[Hey, yeah, it's back. Time to finish what I started. Previous entries are here and here.]
93. Nine Inch Nails, The Fragile
Trent Reznor's work has always been frustrating and uneven to me. That he managed to fill two complete discs with music not only listenable but jaw-droppingly amazing, then, is not just impressive, it's a goddamn miracle. The Fragile is the sound of a master studio craftsman branching out in every direction he can, as far out as he can, all at once. It's a little overwhelming at times, in fact -- the frequent sparse instrumentals serve as much-needed breathers. At least, some of them do: "Just Like You Imagined" starts quietly, but ends up pounding with more force than anything Reznor had constructed before, or since.
I guess it's technically a concept album, though I'm not sure I can parse what exactly that concept might be. Things start bad ("fuck the rest and stab it dead"), get worse ("it didn't turn out the way you wanted it, did it?"), and then bottom out entirely ("the closer I get, the worse it becomes"). But along the way, Trent finds himself reaching outward for the first time: "We're in This Together Now" is a wail of optimistic determination, and the title track ends with his repeated declaration that he "won't let you fall apart." All of which makes his eventual downfall on the album's final songs all the more tragic.
92. Elton John, Captain Fantastic and the Brown Dirt Cowboy
It isn't his most popular album, or his most epic, or his most experimental. But Captain Fantastic is my favorite Elton John record because it's the one with the most feeling. Bernie Taupin's lyrics aren't character sketches or vague, obtuse tone poems anymore -- these songs are fiercely autobiographical, telling the story of his and Elton's rise up to the top of the pop music world. And it's exactly the kind of raw, emotional experience you'd expect, tinged with just the right amounts of nostaliga, relief and regret.
It's also really angry, though Elton's sweet melodies and blast-to-the-rafters vocals can hide that. "Someone Saved My Life Tonight" can sound, at first listen, to be a lighter-waving ballad; further analysis finds real bile in lines like "A slip noose hanging in my darkest dreams/I'm strangled by your haunted social scene." And "Tower of Babel" -- Elton makes it appear to be a standard-issue pub rocker, but Bernie's there to say "See the letches crawl with the call girls under the table/Watch 'em dig their graves." But in the end, they can't look back in anger anymore -- "Curtains" brings the album to a close by addressing the listener directly, with the notion that "just like us, you must have had your once upon a time." Sometimes those childhood dreams and fairy tales do come true.

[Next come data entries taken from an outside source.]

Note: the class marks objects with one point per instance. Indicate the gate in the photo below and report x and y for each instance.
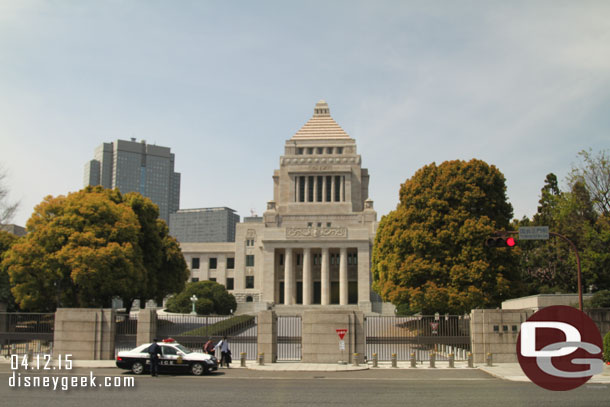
(289, 338)
(418, 334)
(24, 332)
(126, 331)
(193, 331)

91. Randy Newman, Good Old Boys
Some satirists aim their jokes like sniper rifles. Some like machine guns. Randy Newman manages to do both at once somehow, eviscerating people on both sides of an argument. Take this album's opening track, "Rednecks." Listen to the lyrics. Now, exactly who is he making fun of? Southerners, for being racists? Northerners, for hypocritically mocking southerners for racism while clinging to racism themselves? Southerners, for hypocritically attacking northerners for making fun of them hypocritically? The listener, for laughing at either one of them? No, the joke is somehow on everyone, everywhere, all at the same time.

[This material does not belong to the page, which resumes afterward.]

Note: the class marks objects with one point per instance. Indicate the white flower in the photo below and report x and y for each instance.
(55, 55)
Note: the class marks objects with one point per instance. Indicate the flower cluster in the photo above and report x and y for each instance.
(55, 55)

Newman's a master of this, and his gifts were at their peak on Good Old Boys, a loosely-constructed song suite about life in the American south. His bouncing rhythms and sweet piano melodies are a perfect place to hide the ugliness at the bottom of a story like "Back on My Feet Again," and his ochestra is the perfect accompaniment to the pain and anguish of "Louisiana 1927." He'd write better and more popular songs, and evetually win an Oscar for one, but he'd never again put together an album with quite the impact as Good Old Boys.
90. Peter Gabriel, Us
Gabriel reacted to the success of his breakthrough pop hit, So, in a rather surprising fashion: he scored a controversial film (The Passion of the Christ), and then didn't do anything else at all for six years. By the time 1992 rolled around, most of the momentum from hits like "Sledgehammer" and "In Your Eyes" had faded, and Us didn't really make the impact on the mainstream it should have. Which is a damn shame, because Us is a stunning collection of material that doesn't really sound like anything else.
It's an intensely lonely album, beginning with an extended plea to "Come Talk to Me," and continuing through the wreckage of failed relationships in "Love to Be Loved" and "Blood of Eden." "Steam" and "Kiss That Frog" lend some pep and humor, but "Washing of the Water" is arresting in its bald-faced anguish; "Digging in the Dirt" turns that sadness into a bipolar stomp through rage and misery. But through all of that, there's Gabriel's voice, and when he finally concludes on "Secret World" that "With no guilt and no shame, no sorrow or blame/Whatever it is, we are all the same," his happy ending seems more than earned.